Whether we discover where we spiritually belong in a pew on Sunday morning or on a lonely drive with no destination, the journey to finding or forgetting God is what determines our views. We can’t be told what and who to believe in, or to even believe in anything at all.

What we learn, who we meet and the challenges we face are what we remember when we stand before Him, not the church members that knock on our front doors, or the people that stand in the quad condemning us all to hell.

And if the church goer at your front door changes your perspective, let them. Be baptized in one church, change your mind, and be baptized in another. Let what you learned in biology class make you question evolution and the powers above. 

Learning from life experiences and questioning God’s ways isn’t sin; it’s human. It’s human to change emotionally, mentally, and spiritually when physical surroundings change. It’s human to simply be curious and indecisive.
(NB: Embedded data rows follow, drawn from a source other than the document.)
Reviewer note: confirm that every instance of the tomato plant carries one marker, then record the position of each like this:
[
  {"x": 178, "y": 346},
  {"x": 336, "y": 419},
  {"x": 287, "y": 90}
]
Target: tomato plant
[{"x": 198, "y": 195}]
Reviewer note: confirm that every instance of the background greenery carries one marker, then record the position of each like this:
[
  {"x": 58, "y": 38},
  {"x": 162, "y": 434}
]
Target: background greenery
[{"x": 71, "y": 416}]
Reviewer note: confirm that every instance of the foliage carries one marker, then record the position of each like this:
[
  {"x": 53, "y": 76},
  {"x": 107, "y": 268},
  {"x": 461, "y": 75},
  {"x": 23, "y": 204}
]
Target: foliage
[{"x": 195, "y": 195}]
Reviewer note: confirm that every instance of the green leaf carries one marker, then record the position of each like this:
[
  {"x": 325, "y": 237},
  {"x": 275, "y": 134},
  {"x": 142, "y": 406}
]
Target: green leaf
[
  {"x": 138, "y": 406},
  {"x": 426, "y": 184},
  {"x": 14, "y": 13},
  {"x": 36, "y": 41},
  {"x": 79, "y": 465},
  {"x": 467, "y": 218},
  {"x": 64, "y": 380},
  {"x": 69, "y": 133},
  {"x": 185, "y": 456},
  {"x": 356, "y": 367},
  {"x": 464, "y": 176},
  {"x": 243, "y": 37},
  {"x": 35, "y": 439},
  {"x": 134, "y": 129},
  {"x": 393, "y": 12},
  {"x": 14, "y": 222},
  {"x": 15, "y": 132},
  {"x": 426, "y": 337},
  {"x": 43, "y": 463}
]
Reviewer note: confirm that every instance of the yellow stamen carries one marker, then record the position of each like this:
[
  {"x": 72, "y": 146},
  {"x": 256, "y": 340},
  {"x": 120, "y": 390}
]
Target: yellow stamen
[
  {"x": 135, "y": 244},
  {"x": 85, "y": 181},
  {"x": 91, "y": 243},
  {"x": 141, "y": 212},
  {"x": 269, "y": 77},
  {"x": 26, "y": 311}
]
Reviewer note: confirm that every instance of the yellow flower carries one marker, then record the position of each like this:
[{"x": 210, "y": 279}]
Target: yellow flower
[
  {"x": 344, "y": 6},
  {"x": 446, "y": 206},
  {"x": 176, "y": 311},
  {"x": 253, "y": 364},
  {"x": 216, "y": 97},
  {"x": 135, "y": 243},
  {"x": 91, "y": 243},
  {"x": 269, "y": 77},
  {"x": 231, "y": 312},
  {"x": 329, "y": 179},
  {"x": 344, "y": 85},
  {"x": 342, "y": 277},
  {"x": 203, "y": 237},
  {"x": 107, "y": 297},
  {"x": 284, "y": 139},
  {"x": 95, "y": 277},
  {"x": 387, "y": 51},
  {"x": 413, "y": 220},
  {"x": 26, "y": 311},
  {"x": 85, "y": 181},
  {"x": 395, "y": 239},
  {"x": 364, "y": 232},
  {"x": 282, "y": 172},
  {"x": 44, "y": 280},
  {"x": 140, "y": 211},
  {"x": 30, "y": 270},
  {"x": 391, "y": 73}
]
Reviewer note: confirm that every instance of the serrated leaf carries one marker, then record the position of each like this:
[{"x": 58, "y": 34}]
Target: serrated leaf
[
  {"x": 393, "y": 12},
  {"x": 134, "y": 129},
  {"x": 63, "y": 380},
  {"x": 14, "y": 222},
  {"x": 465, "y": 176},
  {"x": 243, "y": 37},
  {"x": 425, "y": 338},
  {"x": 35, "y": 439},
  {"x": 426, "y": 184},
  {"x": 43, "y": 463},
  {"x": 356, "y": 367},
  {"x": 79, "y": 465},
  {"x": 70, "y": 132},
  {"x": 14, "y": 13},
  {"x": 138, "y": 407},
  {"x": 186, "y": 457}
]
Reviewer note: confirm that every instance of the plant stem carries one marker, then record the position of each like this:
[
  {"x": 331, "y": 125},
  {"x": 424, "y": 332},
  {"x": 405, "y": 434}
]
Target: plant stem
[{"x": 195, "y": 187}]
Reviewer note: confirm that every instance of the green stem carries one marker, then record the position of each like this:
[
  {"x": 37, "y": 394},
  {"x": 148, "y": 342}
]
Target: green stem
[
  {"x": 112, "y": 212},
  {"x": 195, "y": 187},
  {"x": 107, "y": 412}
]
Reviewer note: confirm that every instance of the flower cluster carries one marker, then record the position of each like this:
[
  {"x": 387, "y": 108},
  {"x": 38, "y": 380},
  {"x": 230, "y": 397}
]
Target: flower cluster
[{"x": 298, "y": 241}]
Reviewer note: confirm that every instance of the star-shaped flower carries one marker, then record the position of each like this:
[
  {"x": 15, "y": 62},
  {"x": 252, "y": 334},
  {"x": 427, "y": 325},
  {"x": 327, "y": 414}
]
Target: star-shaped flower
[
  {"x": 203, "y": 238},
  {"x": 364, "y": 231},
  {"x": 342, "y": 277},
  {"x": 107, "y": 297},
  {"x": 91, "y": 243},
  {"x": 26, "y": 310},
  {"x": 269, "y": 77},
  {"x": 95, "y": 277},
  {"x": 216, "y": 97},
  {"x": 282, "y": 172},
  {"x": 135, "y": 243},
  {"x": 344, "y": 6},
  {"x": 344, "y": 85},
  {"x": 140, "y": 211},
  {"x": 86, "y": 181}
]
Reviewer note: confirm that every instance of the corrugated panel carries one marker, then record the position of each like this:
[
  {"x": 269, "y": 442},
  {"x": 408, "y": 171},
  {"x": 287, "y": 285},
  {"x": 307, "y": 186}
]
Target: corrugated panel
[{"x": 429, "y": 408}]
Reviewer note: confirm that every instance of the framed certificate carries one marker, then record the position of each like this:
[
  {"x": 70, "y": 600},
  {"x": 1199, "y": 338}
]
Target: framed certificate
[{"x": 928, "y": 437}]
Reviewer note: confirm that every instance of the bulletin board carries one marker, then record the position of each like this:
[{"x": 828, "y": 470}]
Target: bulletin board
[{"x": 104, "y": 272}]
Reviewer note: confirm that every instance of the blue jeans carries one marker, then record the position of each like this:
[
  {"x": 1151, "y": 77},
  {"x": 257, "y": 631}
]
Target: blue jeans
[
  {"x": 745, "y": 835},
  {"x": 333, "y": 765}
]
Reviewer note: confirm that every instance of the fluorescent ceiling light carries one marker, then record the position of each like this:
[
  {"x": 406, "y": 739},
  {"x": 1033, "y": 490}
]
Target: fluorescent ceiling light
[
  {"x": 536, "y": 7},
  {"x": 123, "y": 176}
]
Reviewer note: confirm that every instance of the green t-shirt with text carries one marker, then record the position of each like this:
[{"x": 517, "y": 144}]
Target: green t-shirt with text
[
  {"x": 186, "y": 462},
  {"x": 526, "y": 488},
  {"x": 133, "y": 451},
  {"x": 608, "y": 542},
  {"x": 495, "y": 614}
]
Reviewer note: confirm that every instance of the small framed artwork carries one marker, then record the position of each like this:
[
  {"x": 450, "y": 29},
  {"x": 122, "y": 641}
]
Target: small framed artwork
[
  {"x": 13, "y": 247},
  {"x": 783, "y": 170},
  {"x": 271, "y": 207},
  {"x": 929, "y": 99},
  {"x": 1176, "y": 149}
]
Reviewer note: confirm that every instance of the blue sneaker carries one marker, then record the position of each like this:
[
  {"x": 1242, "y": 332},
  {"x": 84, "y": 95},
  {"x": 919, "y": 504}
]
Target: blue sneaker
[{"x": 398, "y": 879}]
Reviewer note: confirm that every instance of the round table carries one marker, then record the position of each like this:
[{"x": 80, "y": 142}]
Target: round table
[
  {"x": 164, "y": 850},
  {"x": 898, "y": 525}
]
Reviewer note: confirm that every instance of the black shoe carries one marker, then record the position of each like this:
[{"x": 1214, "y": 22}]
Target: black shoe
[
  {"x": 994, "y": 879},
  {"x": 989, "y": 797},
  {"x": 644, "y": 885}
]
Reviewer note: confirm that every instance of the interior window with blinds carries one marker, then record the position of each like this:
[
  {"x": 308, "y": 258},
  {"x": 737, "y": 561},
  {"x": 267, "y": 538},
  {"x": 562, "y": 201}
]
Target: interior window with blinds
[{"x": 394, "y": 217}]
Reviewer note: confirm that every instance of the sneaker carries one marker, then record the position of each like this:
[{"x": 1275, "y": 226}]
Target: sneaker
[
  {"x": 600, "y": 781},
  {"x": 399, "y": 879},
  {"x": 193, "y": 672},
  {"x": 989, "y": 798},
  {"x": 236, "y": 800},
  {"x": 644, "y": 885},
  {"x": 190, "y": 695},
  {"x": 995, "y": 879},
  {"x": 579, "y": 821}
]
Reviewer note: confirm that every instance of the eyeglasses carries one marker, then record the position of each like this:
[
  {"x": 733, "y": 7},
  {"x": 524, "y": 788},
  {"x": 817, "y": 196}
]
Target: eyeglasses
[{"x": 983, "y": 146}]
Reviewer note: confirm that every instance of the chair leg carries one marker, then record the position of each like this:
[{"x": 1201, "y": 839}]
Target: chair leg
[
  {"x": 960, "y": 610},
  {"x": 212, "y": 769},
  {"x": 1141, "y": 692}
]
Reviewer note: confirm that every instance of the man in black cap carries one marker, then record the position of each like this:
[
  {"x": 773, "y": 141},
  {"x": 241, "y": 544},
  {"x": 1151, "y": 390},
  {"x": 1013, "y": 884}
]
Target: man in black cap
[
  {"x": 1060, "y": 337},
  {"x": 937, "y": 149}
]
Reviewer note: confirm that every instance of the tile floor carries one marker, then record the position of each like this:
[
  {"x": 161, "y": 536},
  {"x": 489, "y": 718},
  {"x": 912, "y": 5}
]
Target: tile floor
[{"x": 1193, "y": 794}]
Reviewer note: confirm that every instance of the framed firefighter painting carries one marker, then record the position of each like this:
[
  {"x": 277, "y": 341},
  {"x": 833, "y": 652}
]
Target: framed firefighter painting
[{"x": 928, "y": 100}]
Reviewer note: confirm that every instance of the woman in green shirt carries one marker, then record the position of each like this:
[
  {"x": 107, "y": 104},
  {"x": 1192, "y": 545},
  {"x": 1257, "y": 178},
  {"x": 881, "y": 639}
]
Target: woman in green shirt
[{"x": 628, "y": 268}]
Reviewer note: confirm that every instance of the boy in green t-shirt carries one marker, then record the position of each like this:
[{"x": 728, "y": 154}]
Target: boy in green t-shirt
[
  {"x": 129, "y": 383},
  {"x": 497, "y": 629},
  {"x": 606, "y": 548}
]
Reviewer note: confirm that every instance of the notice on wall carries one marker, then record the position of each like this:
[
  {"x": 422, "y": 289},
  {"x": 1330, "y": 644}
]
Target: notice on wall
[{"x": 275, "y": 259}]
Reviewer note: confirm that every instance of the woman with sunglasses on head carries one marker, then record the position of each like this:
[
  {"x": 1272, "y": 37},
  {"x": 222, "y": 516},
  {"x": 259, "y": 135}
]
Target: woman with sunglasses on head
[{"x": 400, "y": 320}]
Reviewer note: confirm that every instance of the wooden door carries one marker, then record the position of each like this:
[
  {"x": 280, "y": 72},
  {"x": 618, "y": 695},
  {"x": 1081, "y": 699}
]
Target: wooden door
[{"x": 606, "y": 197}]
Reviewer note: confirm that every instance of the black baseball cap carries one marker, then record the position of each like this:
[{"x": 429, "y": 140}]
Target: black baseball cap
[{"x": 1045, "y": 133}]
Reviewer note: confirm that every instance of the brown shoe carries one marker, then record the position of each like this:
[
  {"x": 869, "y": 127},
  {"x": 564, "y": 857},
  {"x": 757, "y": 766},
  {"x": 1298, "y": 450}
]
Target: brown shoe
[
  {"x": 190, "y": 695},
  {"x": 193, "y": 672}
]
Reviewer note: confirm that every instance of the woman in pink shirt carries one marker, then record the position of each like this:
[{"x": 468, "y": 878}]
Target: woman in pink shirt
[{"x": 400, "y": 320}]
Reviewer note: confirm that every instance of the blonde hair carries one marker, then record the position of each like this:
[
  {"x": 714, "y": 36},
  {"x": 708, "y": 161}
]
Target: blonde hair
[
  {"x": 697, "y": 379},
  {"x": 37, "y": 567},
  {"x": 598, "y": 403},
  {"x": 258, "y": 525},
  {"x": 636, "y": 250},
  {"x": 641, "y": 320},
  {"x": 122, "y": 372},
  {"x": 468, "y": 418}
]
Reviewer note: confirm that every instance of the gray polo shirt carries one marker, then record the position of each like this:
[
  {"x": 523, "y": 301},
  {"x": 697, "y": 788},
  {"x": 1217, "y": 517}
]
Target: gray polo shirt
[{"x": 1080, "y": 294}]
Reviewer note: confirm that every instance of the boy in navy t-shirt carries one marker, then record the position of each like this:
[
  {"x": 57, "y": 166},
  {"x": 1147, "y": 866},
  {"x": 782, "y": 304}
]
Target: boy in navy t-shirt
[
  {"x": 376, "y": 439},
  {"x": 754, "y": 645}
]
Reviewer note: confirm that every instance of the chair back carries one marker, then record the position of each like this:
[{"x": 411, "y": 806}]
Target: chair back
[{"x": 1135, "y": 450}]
Faith only exists because there are people that believe strongly enough in it to make it a reality and a way of life. Without doubters and differences, the strength of religion would never have anything to be measured against. 

Because of that, religion without true belief is weak. 

Never practice out of habit, don’t follow just because your parents or friends do, and don’t ever think one religion is superior to another. In a time that seems to have the explanation for everything in a test tube or on a database, people believing in any God at all is a miracle in itself.